Tucked away in the third floor of the Saint Louis University Museum of Art (SLUMA) is a permanent exhibit on Jesuit history. The Collection of Western Jesuit Missions exhibit has been at SLUMA since 2001 and is on permanent loan from the Missouri Province of the Society of Jesus. The collection features many old, valuable and significant pieces of Jesuit history.
One of the corners of the exhibit focuses on the planning and building of Saint Francis Xavier College Church. A letter shows that in 1913, Joseph Grimmelsman, S.J., got permission to build the church if he could keep the debt under $200,000, which, if adjusted for inflation, is just over $4.5 million today.

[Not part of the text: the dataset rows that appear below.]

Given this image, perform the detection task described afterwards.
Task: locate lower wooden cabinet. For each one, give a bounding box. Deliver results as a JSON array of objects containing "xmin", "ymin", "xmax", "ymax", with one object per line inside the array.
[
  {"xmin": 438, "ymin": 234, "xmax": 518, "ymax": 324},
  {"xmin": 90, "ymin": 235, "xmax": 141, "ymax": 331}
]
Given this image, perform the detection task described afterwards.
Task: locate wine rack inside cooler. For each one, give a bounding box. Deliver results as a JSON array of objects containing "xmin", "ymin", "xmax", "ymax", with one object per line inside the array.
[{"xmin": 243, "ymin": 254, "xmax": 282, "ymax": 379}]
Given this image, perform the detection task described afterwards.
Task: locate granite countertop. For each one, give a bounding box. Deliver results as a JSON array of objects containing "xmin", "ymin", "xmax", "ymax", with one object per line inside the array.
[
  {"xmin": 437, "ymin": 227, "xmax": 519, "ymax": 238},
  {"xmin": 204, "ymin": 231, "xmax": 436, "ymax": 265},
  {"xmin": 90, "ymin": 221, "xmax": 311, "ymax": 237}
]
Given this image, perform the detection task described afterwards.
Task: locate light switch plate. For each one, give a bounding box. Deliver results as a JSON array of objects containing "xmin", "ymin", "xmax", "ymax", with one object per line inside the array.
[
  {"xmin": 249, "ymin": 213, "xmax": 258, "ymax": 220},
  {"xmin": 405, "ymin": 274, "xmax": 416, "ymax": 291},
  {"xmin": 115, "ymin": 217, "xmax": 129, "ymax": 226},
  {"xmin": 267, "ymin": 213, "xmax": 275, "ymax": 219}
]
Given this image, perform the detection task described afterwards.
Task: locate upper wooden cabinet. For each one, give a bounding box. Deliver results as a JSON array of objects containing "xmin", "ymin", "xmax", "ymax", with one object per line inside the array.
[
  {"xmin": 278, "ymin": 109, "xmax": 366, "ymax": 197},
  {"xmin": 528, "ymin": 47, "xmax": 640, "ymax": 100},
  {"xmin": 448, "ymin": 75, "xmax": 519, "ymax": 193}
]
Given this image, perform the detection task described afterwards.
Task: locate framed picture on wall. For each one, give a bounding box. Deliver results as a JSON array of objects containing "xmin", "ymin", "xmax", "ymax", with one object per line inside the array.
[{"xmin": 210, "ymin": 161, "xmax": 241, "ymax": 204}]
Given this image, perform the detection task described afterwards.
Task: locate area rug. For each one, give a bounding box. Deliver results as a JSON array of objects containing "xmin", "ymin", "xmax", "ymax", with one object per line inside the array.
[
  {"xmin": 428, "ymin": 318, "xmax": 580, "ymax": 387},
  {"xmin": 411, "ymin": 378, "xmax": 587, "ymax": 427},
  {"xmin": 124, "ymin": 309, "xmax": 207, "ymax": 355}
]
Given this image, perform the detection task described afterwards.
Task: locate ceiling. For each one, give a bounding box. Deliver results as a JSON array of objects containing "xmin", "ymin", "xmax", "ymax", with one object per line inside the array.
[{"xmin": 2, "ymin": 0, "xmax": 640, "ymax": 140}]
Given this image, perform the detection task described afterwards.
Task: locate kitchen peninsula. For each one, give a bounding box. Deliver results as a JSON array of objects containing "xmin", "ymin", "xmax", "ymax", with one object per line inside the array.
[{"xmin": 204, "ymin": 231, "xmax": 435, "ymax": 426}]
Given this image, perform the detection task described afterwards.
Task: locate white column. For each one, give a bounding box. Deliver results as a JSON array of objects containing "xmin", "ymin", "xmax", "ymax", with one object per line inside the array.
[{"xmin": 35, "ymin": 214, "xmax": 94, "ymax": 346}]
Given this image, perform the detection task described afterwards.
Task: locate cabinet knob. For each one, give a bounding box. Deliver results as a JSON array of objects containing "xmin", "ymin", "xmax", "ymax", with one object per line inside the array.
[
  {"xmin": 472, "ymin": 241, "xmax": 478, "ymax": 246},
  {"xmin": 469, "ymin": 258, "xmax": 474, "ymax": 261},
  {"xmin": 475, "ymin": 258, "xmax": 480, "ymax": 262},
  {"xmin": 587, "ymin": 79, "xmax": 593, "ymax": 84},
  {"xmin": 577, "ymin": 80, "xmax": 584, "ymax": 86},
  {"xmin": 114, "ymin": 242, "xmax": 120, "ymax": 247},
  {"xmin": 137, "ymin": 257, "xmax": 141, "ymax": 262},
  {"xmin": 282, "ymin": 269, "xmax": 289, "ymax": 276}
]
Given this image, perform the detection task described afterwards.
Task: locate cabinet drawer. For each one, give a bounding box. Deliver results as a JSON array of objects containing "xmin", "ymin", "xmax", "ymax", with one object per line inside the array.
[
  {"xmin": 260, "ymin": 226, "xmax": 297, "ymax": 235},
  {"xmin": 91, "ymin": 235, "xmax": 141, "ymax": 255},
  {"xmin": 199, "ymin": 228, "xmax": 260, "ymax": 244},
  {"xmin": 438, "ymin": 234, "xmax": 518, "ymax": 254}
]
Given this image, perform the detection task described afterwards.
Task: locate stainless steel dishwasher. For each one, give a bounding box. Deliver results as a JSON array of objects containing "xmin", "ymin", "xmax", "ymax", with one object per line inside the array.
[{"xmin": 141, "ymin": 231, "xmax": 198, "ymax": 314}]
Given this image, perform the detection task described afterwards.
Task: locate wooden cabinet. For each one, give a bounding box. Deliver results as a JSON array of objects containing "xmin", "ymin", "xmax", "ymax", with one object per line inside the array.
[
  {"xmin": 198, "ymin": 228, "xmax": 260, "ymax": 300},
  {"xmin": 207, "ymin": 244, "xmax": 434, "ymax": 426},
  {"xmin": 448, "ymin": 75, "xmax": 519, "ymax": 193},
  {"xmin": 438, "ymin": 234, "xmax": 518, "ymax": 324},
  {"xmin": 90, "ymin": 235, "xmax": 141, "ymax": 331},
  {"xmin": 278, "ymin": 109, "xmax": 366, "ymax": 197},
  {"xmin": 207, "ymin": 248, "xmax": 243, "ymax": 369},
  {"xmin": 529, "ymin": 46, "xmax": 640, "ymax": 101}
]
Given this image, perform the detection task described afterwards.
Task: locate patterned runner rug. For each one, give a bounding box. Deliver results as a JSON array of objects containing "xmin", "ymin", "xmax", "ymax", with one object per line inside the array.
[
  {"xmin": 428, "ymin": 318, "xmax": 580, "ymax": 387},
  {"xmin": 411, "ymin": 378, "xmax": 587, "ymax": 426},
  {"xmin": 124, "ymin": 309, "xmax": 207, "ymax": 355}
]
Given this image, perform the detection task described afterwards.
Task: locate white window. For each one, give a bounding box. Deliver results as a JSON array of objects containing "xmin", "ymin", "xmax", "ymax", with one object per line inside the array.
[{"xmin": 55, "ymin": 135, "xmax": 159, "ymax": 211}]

There are pictures from the construction showing many of the intricate features being installed. One aspect of the church that was particularly difficult to build and get funding for was the bell tower. Records in the museum show that the three bells installed were cast in Seville, Spain in 1761, 1789 and 1812. The final bell had to be recast, as it was broken during a battle.

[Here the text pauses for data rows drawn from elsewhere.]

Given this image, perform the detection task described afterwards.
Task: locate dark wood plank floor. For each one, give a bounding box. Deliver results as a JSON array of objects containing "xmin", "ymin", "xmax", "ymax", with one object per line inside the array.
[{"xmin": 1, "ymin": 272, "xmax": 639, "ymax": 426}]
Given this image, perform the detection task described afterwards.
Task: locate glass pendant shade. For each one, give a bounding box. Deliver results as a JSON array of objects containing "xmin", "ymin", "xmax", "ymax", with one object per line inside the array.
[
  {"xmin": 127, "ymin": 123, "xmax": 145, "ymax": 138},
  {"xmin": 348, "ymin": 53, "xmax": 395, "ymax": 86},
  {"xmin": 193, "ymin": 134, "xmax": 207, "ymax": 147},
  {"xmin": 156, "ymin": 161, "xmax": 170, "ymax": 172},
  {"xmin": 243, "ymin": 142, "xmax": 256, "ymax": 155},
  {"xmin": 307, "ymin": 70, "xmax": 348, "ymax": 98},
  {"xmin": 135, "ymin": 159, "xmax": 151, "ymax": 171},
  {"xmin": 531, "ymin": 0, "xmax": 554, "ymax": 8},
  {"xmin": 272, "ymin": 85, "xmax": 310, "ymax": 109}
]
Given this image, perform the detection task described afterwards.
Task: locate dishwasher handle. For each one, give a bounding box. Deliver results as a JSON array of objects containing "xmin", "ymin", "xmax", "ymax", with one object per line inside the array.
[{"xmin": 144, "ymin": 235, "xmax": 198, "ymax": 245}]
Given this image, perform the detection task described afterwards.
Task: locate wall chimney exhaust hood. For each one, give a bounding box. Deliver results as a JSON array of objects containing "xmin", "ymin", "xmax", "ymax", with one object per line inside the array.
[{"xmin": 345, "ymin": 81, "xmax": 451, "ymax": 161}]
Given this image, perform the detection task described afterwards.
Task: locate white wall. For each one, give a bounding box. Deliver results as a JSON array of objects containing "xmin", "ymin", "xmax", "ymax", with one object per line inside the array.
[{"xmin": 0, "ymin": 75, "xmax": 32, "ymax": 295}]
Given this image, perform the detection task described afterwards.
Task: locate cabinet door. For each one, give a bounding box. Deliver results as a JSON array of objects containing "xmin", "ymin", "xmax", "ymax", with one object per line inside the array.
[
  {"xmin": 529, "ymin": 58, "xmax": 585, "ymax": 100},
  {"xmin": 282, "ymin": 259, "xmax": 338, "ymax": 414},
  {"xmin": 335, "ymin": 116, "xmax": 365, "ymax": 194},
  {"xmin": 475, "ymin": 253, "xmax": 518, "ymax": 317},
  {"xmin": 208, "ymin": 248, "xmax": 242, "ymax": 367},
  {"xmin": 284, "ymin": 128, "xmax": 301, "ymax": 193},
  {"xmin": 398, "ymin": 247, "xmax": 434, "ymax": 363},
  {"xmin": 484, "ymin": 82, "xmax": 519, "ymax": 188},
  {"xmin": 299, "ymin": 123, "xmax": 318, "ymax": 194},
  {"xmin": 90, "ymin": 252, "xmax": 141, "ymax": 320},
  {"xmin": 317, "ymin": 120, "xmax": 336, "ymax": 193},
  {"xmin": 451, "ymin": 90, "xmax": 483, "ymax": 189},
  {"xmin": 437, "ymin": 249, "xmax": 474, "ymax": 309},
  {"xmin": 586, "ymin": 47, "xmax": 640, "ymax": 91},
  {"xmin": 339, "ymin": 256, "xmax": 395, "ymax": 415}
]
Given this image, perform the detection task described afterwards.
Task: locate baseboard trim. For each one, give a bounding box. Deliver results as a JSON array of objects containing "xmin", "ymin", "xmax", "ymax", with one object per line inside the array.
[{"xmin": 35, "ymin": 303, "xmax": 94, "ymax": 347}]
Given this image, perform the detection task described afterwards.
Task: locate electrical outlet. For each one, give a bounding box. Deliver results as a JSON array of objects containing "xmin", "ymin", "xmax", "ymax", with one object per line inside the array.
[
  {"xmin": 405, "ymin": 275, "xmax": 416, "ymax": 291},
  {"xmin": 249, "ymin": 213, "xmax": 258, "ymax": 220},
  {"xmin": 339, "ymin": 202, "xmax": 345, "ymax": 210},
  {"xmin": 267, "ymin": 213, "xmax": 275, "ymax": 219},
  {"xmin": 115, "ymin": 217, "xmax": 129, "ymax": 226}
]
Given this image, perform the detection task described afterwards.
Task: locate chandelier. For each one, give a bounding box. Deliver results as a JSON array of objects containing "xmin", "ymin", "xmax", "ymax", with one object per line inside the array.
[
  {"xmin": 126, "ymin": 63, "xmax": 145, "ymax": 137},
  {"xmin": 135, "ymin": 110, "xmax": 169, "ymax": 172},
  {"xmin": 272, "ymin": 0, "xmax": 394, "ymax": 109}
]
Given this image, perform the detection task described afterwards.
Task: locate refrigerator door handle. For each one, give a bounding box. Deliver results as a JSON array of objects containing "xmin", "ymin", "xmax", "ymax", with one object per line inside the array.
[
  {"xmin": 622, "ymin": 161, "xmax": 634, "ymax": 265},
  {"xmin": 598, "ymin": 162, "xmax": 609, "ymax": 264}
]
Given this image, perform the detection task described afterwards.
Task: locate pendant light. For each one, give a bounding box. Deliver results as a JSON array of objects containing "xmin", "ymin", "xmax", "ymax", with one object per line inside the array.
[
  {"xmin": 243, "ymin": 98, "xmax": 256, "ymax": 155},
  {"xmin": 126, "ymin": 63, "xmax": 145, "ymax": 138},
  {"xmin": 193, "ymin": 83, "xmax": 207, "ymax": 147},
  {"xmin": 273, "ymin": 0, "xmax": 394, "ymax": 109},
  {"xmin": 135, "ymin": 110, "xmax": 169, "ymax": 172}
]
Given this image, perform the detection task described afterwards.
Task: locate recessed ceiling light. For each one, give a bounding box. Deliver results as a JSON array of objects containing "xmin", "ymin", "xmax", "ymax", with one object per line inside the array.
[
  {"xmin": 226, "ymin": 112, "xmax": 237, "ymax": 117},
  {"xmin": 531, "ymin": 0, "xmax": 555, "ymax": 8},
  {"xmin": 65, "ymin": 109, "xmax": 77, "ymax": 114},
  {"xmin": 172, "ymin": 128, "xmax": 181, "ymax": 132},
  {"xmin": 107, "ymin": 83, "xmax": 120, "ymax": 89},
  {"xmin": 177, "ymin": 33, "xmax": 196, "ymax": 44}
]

“This bell was recast because of its having been broken in pieces by a shell which the French threw from Trocadero,” St. Francis Xavier Church said in a statement from that time. “[It was] the fifth (night) of the glorious struggle of the Spanish people against tyranny.”
Another corner of the exhibit focuses on Pierre-Jean DeSmet, S.J. DeSmet was instrumental in bringing the Jesuit mission west into America and across the Mississippi. The exhibit features several letters and personal artifacts that belonged to DeSmet. DeSmet Jesuit High School, a Jesuit Catholic college preparatory high school, located in Creve Coeur, Mo. and founded in 1967, was named in honor of DeSmet.
Throughout the main part of the collection are several items from around the St. Louis and greater-Missouri area. There are many monstrances from churches around the area, some of which are quite valuable. One in particular, which came from Saint Stanislaus in Cleveland, Ohio, was valued at over $2 million. Other highlighted items include the reliquary casket of Saint Victoricus, a martyr from the third or fourth century. (The casket is from the 18th century.) There is a pair of ornate wooden globes that were made in 1696 and brought from Europe by DeSmet. Many other Jesuit artifacts are featured from a wide range of time periods.